For Catholics to be deprived of our schools would effectively be to be deprived
of our intellectual property.
2. That having
been said, the Church cannot be expected to make use of its intellectual
property for contrary purposes. The
Church established schools to foster learning and virtue by way of the seven
liberal arts; the history of the twentieth century suffices to show that
secularist schools inevitably devolve to socio-political indoctrination and the
diminishing of liberal education.
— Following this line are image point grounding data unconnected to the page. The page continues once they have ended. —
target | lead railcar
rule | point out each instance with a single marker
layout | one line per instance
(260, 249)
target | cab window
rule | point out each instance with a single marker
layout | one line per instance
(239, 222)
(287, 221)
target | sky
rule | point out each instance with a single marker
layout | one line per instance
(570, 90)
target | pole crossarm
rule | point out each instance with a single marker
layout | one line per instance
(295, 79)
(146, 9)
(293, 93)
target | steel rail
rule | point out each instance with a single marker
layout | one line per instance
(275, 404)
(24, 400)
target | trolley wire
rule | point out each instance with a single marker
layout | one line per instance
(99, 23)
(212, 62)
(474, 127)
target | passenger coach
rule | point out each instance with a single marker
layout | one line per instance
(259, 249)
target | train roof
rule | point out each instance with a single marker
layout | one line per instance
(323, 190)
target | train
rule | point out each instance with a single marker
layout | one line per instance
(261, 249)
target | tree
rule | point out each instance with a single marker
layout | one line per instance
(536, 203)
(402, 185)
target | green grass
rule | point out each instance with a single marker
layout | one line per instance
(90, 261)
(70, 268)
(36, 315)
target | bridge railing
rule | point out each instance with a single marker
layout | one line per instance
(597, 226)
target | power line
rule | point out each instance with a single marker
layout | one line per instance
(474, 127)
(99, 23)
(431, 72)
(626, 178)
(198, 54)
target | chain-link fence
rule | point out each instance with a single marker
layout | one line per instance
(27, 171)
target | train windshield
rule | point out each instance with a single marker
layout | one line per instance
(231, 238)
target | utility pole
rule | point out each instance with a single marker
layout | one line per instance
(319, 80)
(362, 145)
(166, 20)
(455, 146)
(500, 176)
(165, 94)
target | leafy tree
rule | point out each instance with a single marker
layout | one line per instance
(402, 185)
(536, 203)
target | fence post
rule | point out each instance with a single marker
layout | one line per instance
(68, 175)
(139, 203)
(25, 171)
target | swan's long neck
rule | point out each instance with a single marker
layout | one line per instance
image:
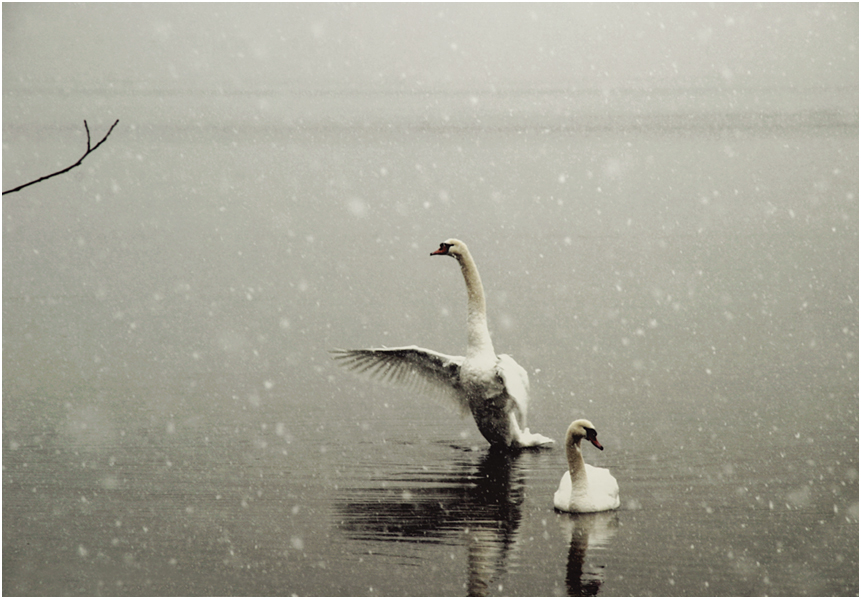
(576, 465)
(476, 309)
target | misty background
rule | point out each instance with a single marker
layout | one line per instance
(663, 204)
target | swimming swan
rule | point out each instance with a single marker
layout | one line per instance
(593, 489)
(494, 388)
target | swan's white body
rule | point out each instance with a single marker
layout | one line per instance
(494, 388)
(584, 488)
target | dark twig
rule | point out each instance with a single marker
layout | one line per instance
(68, 168)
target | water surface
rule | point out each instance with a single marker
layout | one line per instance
(685, 277)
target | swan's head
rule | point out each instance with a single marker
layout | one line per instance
(582, 429)
(451, 247)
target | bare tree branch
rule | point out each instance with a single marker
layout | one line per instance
(68, 168)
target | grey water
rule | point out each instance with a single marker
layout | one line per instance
(679, 265)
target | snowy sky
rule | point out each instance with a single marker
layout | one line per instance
(417, 47)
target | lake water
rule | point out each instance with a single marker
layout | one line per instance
(681, 268)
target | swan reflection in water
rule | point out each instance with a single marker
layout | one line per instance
(479, 503)
(587, 532)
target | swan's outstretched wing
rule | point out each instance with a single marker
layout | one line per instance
(413, 368)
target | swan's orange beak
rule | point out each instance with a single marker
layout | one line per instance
(442, 251)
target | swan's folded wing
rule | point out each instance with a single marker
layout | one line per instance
(413, 368)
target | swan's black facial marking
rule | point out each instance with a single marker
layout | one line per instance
(443, 249)
(592, 435)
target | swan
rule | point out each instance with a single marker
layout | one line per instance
(494, 388)
(584, 488)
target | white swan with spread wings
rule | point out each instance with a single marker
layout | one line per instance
(494, 388)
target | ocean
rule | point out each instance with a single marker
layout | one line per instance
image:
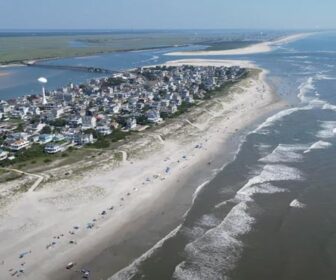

The
Church cannot be party to such a distortion of the school’s purpose.
3. Catholicity teaches
that the human person possesses infinite and inalienable worth and dignity on
account of having been created in God’s image and likeness, a doctrine not
shared by non-believers. Thus, Catholic
schools are, by dogmatic necessity, ‘safe places’ for even sexual
minorities. It seems that secularists
assert human dignity upon the force of changeable law or common sentiment. Forgive me, but I fail to see how the
assertion of human dignity upon insufficient grounds can make secular schools
safe places for everyone.
4. The religious
component of taxpayer-funded education can be, understandably, unsettling. I would propose that, upon closer inspection,
the issue isn’t so much about ‘religion’ as it is about ‘belief.’ For example, how many of us hold certain beliefs
without having arrived at them by way of rigorous examination? I would propose that what Christians are
accused of doing in terms of ‘religion’ is exactly what our accusers do in
holding to certain ethical, political, or social beliefs. This strikes me as a probable case of the pot
calling the kettle black.
5. On the topic of
paying taxes, let us not forget that Catholics, too, are taxpaying citizens
and, account of our citizenship, our voices are equal to others. We do not dispute the right of people to
divert their taxes to secular schools and to send their children there. We simply ask to be afforded the same right
as those who choose and pay to send their children to non-Catholic schools.